TANAH lapang di pusat desa dipenuhi penonton. Laki-laki
perempuan, tua muda, dengan sabar menanti tontonan seru yang tak
selalu ditemui tiap tahun. Di tengah lapangan, ada sebuah
tonggak kokoh menancap di tanah. Di tonggak itu, terpancang
sebuah tali yang menghubungkan leher seekor kerbau yang tambun
dan kekar tubuhnya.
Ratusan manusia telah melingkari dan memandang sang kerbau.
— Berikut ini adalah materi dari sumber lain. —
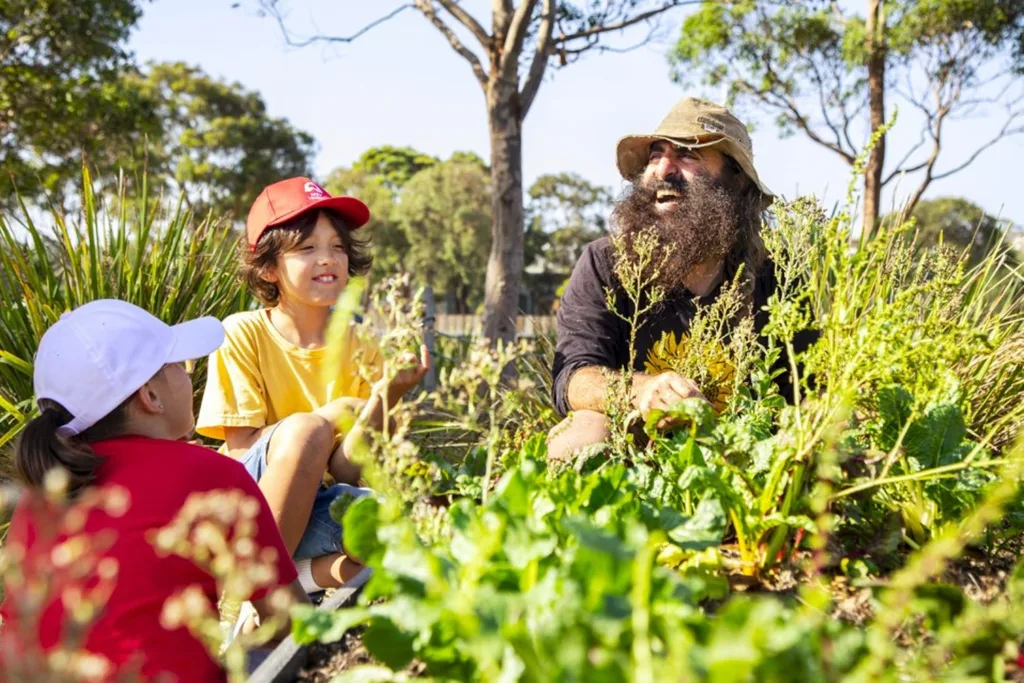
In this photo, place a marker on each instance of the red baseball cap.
(285, 200)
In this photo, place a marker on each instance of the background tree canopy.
(70, 91)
Tidak berapa lama, tiga atau empat orang laki-laki masuk di
tengah lingkaran manusia itu sambil membawa tombak. Dengan
ucapan mantera-mantera, mulailah pelagaan dipersaksikan. Tali
dilepas dan kerbau yang cuma bersenjatakan tanduk dan keganasan,
harus melawan tiga atau empat manusia yang bersenjata tombak
berikut nyali besar untuk menghabisi nyawa si kerbau. Tentu saja
perkelahian tak seimbang ini diakhiri dengan robohnya si kerbau.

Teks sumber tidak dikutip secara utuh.